Kegiatan penyebarluasan Perda ini mendapat sambutan hangat dari masyarakat setempat. Sekretaris Kecamatan Sagaranten, Agus Surya Atmaja, mewakili warga menyampaikan apresiasi atas hadirnya legislator DPRD Jabar yang secara langsung menyampaikan isi dan semangat dari regulasi tersebut.
“Kami atas nama masyarakat Sagaranten, khususnya warga Desa Cibaregbeg, menyambut baik kehadiran Pak Yusuf Ridwan. Ini menjadi momen penting untuk menambah pemahaman kami mengenai posisi dan peran pesantren dalam pembangunan daerah,” ujar Agus.
Ia menilai, keberadaan Perda ini akan memberi dorongan nyata terhadap eksistensi pesantren, tak hanya sebagai lembaga pendidikan keagamaan, tetapi juga sebagai pusat pemberdayaan masyarakat.
Dalam paparannya, Drs. H. Yusuf Ridwan menjelaskan bahwa Perda Nomor 1 Tahun 2021 ini menjadi bentuk komitmen pemerintah daerah dalam mendukung eksistensi pesantren secara sistematis dan berkelanjutan.
“Perda ini hadir untuk memperkuat kontribusi pesantren dalam pendidikan, dakwah, dan pemberdayaan masyarakat. Pesantren punya peran strategis dalam membentuk karakter generasi dan menjaga nilai-nilai keislaman di tengah masyarakat Jawa Barat,” jelasnya.
Ia menambahkan, regulasi tersebut memberikan definisi yang jelas mengenai ruang lingkup pesantren dan menetapkan arah kebijakan fasilitasi yang akan dilakukan oleh Pemerintah Daerah. Hal ini mencakup perencanaan pengembangan, pendanaan, hingga sinergi lintas sektor dalam mendukung keberlangsungan pesantren di daerah.

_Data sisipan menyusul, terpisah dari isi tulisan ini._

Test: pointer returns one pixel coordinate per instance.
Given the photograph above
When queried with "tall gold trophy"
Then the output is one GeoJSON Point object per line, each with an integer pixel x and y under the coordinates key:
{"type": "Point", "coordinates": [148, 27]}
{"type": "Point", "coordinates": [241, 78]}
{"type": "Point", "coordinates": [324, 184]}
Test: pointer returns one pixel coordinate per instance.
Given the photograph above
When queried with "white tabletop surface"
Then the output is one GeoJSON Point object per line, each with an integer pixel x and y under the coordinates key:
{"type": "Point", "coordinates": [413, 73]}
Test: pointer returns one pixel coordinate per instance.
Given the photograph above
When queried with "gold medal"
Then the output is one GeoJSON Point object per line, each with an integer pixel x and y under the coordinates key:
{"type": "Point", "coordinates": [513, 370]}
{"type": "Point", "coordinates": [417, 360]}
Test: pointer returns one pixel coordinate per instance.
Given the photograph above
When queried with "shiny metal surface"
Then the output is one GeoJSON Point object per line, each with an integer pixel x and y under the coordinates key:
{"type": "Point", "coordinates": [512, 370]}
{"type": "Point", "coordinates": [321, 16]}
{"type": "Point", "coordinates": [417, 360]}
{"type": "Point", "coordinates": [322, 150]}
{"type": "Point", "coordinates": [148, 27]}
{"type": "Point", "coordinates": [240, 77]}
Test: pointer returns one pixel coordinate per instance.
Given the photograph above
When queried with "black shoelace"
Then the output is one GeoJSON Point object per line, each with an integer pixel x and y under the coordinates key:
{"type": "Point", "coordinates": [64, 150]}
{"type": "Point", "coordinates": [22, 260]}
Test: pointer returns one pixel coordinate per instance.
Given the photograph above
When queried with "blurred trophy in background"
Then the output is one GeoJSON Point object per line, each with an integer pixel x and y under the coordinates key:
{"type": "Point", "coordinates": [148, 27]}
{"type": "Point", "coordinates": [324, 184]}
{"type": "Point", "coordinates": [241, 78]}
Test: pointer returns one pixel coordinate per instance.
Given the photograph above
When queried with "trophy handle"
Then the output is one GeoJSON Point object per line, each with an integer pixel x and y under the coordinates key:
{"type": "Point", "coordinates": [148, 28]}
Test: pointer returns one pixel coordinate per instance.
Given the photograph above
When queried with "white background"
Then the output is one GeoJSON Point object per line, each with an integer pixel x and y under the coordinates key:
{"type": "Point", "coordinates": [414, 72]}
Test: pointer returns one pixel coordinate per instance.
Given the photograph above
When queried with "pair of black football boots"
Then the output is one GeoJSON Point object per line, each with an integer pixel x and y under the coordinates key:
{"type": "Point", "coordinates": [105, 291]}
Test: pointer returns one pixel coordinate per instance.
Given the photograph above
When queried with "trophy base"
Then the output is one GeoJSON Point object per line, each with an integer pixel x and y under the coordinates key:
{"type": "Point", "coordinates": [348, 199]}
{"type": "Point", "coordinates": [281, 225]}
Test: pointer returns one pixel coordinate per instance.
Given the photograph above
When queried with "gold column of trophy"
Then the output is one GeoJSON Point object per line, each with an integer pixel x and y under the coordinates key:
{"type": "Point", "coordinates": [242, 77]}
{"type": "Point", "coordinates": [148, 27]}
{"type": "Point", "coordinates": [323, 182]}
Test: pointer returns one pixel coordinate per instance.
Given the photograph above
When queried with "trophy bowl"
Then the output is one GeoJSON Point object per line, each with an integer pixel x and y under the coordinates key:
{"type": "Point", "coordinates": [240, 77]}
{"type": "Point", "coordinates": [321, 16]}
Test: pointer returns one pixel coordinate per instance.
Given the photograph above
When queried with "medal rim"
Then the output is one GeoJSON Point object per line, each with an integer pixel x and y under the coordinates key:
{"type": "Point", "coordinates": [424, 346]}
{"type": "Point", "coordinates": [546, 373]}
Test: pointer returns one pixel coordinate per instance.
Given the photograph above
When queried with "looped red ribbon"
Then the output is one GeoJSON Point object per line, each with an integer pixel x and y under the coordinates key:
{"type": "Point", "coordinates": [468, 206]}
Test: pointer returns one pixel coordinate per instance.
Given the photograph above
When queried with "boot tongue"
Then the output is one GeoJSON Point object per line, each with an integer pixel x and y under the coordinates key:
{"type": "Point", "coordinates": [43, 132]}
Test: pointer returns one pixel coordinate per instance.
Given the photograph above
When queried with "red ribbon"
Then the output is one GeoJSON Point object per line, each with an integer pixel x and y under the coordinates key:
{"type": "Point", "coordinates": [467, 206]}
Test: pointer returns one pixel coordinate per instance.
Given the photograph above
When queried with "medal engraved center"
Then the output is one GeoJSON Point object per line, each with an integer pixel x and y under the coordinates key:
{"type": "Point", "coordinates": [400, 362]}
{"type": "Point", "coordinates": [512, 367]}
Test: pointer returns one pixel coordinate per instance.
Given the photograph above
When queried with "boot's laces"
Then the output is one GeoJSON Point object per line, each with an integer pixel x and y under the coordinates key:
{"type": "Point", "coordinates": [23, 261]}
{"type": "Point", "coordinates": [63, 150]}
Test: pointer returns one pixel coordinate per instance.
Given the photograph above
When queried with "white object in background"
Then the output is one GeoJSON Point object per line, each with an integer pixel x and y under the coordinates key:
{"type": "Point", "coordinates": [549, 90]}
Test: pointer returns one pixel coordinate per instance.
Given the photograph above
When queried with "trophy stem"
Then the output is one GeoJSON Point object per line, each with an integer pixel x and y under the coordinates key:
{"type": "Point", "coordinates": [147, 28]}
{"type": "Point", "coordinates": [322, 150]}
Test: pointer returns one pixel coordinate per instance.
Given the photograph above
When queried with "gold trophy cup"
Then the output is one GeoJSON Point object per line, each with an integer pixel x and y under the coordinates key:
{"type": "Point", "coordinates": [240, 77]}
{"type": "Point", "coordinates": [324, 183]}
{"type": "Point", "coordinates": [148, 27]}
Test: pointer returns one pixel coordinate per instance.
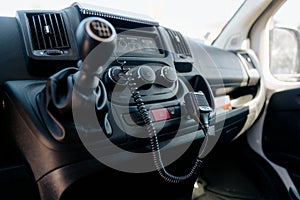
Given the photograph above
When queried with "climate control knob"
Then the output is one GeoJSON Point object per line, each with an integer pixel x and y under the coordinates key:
{"type": "Point", "coordinates": [166, 76]}
{"type": "Point", "coordinates": [144, 76]}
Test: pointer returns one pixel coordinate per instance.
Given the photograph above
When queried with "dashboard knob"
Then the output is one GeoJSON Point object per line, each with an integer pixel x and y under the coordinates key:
{"type": "Point", "coordinates": [113, 76]}
{"type": "Point", "coordinates": [166, 76]}
{"type": "Point", "coordinates": [144, 76]}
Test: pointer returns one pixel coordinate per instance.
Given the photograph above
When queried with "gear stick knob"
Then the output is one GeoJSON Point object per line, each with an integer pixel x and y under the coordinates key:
{"type": "Point", "coordinates": [96, 40]}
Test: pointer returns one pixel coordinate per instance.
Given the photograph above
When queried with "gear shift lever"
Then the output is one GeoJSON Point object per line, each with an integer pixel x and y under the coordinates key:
{"type": "Point", "coordinates": [74, 88]}
{"type": "Point", "coordinates": [96, 40]}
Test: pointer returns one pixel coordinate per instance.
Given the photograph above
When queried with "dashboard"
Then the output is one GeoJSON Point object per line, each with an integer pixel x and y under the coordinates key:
{"type": "Point", "coordinates": [42, 50]}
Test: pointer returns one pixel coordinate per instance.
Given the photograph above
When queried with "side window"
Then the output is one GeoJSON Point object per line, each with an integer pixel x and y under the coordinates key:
{"type": "Point", "coordinates": [285, 44]}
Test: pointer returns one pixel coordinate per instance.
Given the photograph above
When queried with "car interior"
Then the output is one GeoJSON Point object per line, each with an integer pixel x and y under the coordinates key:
{"type": "Point", "coordinates": [100, 103]}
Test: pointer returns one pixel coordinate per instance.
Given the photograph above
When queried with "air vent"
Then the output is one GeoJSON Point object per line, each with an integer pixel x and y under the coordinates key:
{"type": "Point", "coordinates": [179, 43]}
{"type": "Point", "coordinates": [48, 31]}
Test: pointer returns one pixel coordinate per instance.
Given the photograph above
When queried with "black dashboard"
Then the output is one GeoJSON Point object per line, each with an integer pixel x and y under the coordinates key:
{"type": "Point", "coordinates": [37, 45]}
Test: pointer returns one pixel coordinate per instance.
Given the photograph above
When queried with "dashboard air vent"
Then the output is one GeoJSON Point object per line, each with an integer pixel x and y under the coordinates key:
{"type": "Point", "coordinates": [179, 43]}
{"type": "Point", "coordinates": [48, 31]}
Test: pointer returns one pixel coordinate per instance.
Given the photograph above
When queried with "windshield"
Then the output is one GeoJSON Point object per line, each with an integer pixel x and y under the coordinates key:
{"type": "Point", "coordinates": [198, 19]}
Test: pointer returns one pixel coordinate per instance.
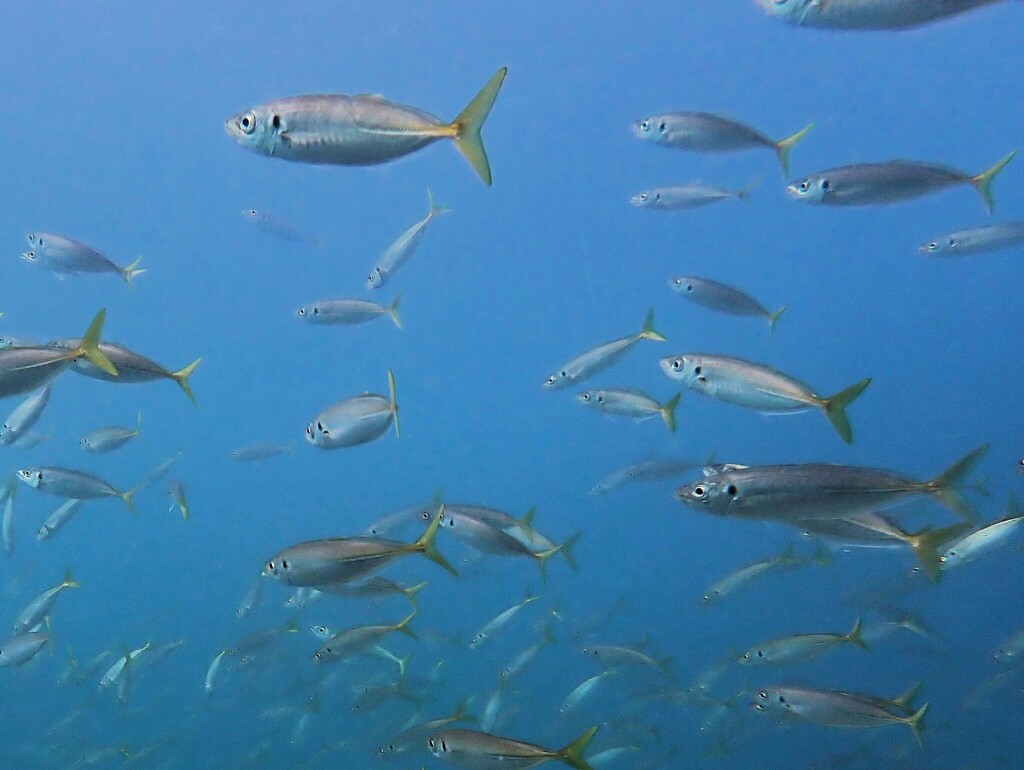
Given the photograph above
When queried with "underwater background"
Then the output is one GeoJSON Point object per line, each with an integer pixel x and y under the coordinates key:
{"type": "Point", "coordinates": [114, 135]}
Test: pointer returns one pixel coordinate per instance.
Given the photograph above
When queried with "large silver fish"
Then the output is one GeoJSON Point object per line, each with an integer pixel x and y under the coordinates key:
{"type": "Point", "coordinates": [361, 130]}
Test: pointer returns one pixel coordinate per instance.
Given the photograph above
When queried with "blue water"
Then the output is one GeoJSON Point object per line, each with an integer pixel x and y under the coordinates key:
{"type": "Point", "coordinates": [113, 134]}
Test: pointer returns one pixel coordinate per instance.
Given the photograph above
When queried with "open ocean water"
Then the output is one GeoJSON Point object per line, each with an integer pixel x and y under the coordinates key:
{"type": "Point", "coordinates": [114, 135]}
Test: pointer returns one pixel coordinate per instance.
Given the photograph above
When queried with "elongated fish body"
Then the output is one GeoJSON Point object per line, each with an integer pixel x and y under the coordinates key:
{"type": "Point", "coordinates": [347, 311]}
{"type": "Point", "coordinates": [22, 648]}
{"type": "Point", "coordinates": [25, 416]}
{"type": "Point", "coordinates": [399, 252]}
{"type": "Point", "coordinates": [976, 241]}
{"type": "Point", "coordinates": [867, 14]}
{"type": "Point", "coordinates": [685, 197]}
{"type": "Point", "coordinates": [354, 421]}
{"type": "Point", "coordinates": [722, 298]}
{"type": "Point", "coordinates": [361, 130]}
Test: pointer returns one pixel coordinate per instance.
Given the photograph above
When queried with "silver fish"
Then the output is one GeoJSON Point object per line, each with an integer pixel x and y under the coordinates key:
{"type": "Point", "coordinates": [402, 248]}
{"type": "Point", "coordinates": [354, 421]}
{"type": "Point", "coordinates": [67, 257]}
{"type": "Point", "coordinates": [348, 311]}
{"type": "Point", "coordinates": [723, 298]}
{"type": "Point", "coordinates": [976, 240]}
{"type": "Point", "coordinates": [759, 387]}
{"type": "Point", "coordinates": [600, 357]}
{"type": "Point", "coordinates": [360, 130]}
{"type": "Point", "coordinates": [892, 181]}
{"type": "Point", "coordinates": [707, 132]}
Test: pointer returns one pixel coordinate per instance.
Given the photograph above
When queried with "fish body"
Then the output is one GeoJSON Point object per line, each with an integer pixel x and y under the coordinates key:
{"type": "Point", "coordinates": [354, 421]}
{"type": "Point", "coordinates": [361, 130]}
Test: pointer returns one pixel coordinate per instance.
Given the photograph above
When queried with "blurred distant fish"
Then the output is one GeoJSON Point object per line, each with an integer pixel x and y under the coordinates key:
{"type": "Point", "coordinates": [354, 421]}
{"type": "Point", "coordinates": [279, 227]}
{"type": "Point", "coordinates": [892, 181]}
{"type": "Point", "coordinates": [402, 248]}
{"type": "Point", "coordinates": [348, 311]}
{"type": "Point", "coordinates": [723, 298]}
{"type": "Point", "coordinates": [759, 387]}
{"type": "Point", "coordinates": [976, 240]}
{"type": "Point", "coordinates": [256, 452]}
{"type": "Point", "coordinates": [361, 130]}
{"type": "Point", "coordinates": [687, 197]}
{"type": "Point", "coordinates": [110, 438]}
{"type": "Point", "coordinates": [67, 257]}
{"type": "Point", "coordinates": [707, 132]}
{"type": "Point", "coordinates": [601, 357]}
{"type": "Point", "coordinates": [867, 14]}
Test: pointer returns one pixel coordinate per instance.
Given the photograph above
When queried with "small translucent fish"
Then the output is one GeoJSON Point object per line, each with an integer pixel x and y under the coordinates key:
{"type": "Point", "coordinates": [892, 181]}
{"type": "Point", "coordinates": [759, 387]}
{"type": "Point", "coordinates": [402, 248]}
{"type": "Point", "coordinates": [67, 257]}
{"type": "Point", "coordinates": [360, 130]}
{"type": "Point", "coordinates": [687, 197]}
{"type": "Point", "coordinates": [110, 438]}
{"type": "Point", "coordinates": [348, 311]}
{"type": "Point", "coordinates": [976, 241]}
{"type": "Point", "coordinates": [707, 132]}
{"type": "Point", "coordinates": [633, 403]}
{"type": "Point", "coordinates": [279, 227]}
{"type": "Point", "coordinates": [601, 357]}
{"type": "Point", "coordinates": [257, 452]}
{"type": "Point", "coordinates": [723, 298]}
{"type": "Point", "coordinates": [354, 421]}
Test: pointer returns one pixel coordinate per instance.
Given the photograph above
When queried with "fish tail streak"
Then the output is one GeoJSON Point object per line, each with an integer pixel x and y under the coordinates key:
{"type": "Point", "coordinates": [983, 181]}
{"type": "Point", "coordinates": [943, 485]}
{"type": "Point", "coordinates": [89, 346]}
{"type": "Point", "coordinates": [784, 146]}
{"type": "Point", "coordinates": [835, 407]}
{"type": "Point", "coordinates": [466, 128]}
{"type": "Point", "coordinates": [572, 754]}
{"type": "Point", "coordinates": [647, 332]}
{"type": "Point", "coordinates": [426, 544]}
{"type": "Point", "coordinates": [181, 378]}
{"type": "Point", "coordinates": [669, 412]}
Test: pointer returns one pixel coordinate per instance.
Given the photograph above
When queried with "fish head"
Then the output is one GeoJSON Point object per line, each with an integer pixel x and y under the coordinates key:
{"type": "Point", "coordinates": [812, 189]}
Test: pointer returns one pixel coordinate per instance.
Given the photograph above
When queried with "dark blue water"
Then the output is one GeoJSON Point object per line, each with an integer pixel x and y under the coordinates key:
{"type": "Point", "coordinates": [113, 134]}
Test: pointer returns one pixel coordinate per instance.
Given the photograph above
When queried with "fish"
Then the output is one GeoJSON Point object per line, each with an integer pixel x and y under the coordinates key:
{"type": "Point", "coordinates": [20, 648]}
{"type": "Point", "coordinates": [402, 248]}
{"type": "Point", "coordinates": [348, 311]}
{"type": "Point", "coordinates": [601, 357]}
{"type": "Point", "coordinates": [354, 421]}
{"type": "Point", "coordinates": [834, 709]}
{"type": "Point", "coordinates": [131, 368]}
{"type": "Point", "coordinates": [708, 132]}
{"type": "Point", "coordinates": [317, 563]}
{"type": "Point", "coordinates": [360, 130]}
{"type": "Point", "coordinates": [687, 197]}
{"type": "Point", "coordinates": [888, 182]}
{"type": "Point", "coordinates": [26, 369]}
{"type": "Point", "coordinates": [58, 518]}
{"type": "Point", "coordinates": [279, 227]}
{"type": "Point", "coordinates": [759, 387]}
{"type": "Point", "coordinates": [473, 751]}
{"type": "Point", "coordinates": [110, 438]}
{"type": "Point", "coordinates": [257, 452]}
{"type": "Point", "coordinates": [633, 403]}
{"type": "Point", "coordinates": [25, 416]}
{"type": "Point", "coordinates": [73, 484]}
{"type": "Point", "coordinates": [867, 14]}
{"type": "Point", "coordinates": [801, 647]}
{"type": "Point", "coordinates": [67, 257]}
{"type": "Point", "coordinates": [793, 493]}
{"type": "Point", "coordinates": [723, 298]}
{"type": "Point", "coordinates": [976, 240]}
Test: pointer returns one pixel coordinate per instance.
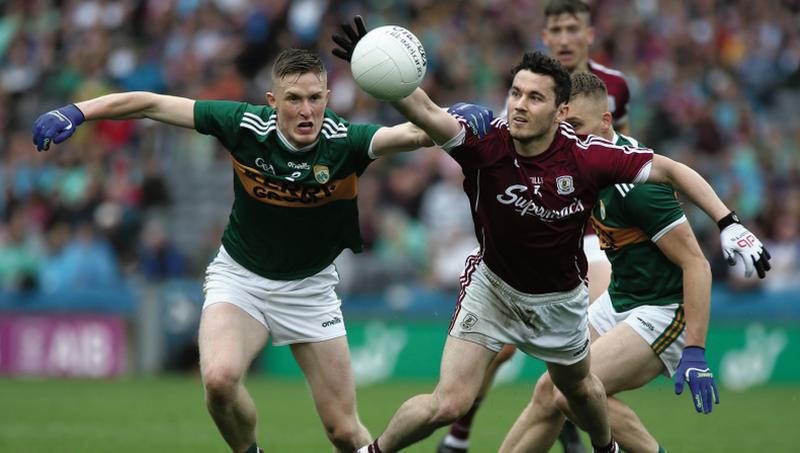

Kegiatan ini ditutup dengan dialog interaktif antara warga dan legislator, yang membahas berbagai persoalan praktis terkait penyelenggaraan pesantren, termasuk tantangan pendanaan, legalitas kelembagaan, dan penguatan peran pesantren di tengah arus modernisasi.